The New Albany music scene scored a big breakthrough in 2012 when a brand new rock ’n’ soul quartet, Houndmouth, went from zero to 160 faster than Dale Earnhardt Jr. being chased by an angry ex-girlfriend.
In the summer of 2011, bassist Zak Appleby, drummer Shane Cody, guitarist Matt Myers, and keyboardist Katie Toupin (all of whom also sing) had not yet become a band, and neither Appleby nor Toupin were even playing their current instruments. Fast-forward one year, however, and the London-based Rough Trade Records label is set to release the band of 20-somethings’ first self-titled EP, which the band recorded in a studio they built here.
While their sound — organic, rootsy rock reminiscent of classic late ’60s acts like The Band — is in vogue thanks to bands like Mumford & Sons and Alabama Shakes, while not far removed from The Black Keys and Jack White’s no-frills solid rock, Houndmouth is a modern band that has capitalized on the Internet to find an audience, both here and far away.
They recruited a high school friend, Chris Thomas, as their manager. He sent their songs to a few blogs, and within a couple of months, people began discovering them. “It really just kind of snowballed with the blogs,” Toupin says.
“I was actually looking for a job online, and I got a text from Shane that said, ‘We got a blog write-up!’” Myers adds.
They’ve since opened in other cities for The Lumineers and Those Darlins, and will play both a Forecastle pre-fest show Thursday at Zanzabar and a Friday night slot at the festival. They hope to tour around the country and possibly in Europe in the fall and winter.

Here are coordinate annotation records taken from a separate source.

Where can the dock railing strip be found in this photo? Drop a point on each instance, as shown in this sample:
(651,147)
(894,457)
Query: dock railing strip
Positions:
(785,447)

Ultimately, it was their music — performed live before an industry-heavy audience at South by Southwest in Austin last March — that made them.
“We met Geoff Travis from Rough Trade,” Toupin says, perhaps not fully aware yet that her new boss has been in the music business since before the band members were born, “and he loved it.” Rough Trade has also recently released albums by Arcade Fire, The Strokes, The Decemberists, Alabama Shakes, and My Morning Jacket, to name a few.
Travis had seen the band on the first night of the festival, and then left Bruce Springsteen’s keynote address early the next day to see the band again. They played that afternoon to “about 30 people,” (including a LEO reporter), and though Travis missed that set, he offered a contract.
While their shot at the big time seems to have happened overnight, all four have paid their dues over several years of playing everything (Motown covers, bluegrass, hardcore) to oft-empty rooms. “A lot of wineries” is how Myers efficiently sums up their early years, back when Appleby and Toupin were still guitarists.
And the name? It’s probably fitting, as it implies an earthy, hungry animal as well as being goofily meaningless. What began as a late-night remark by Cody has become their career.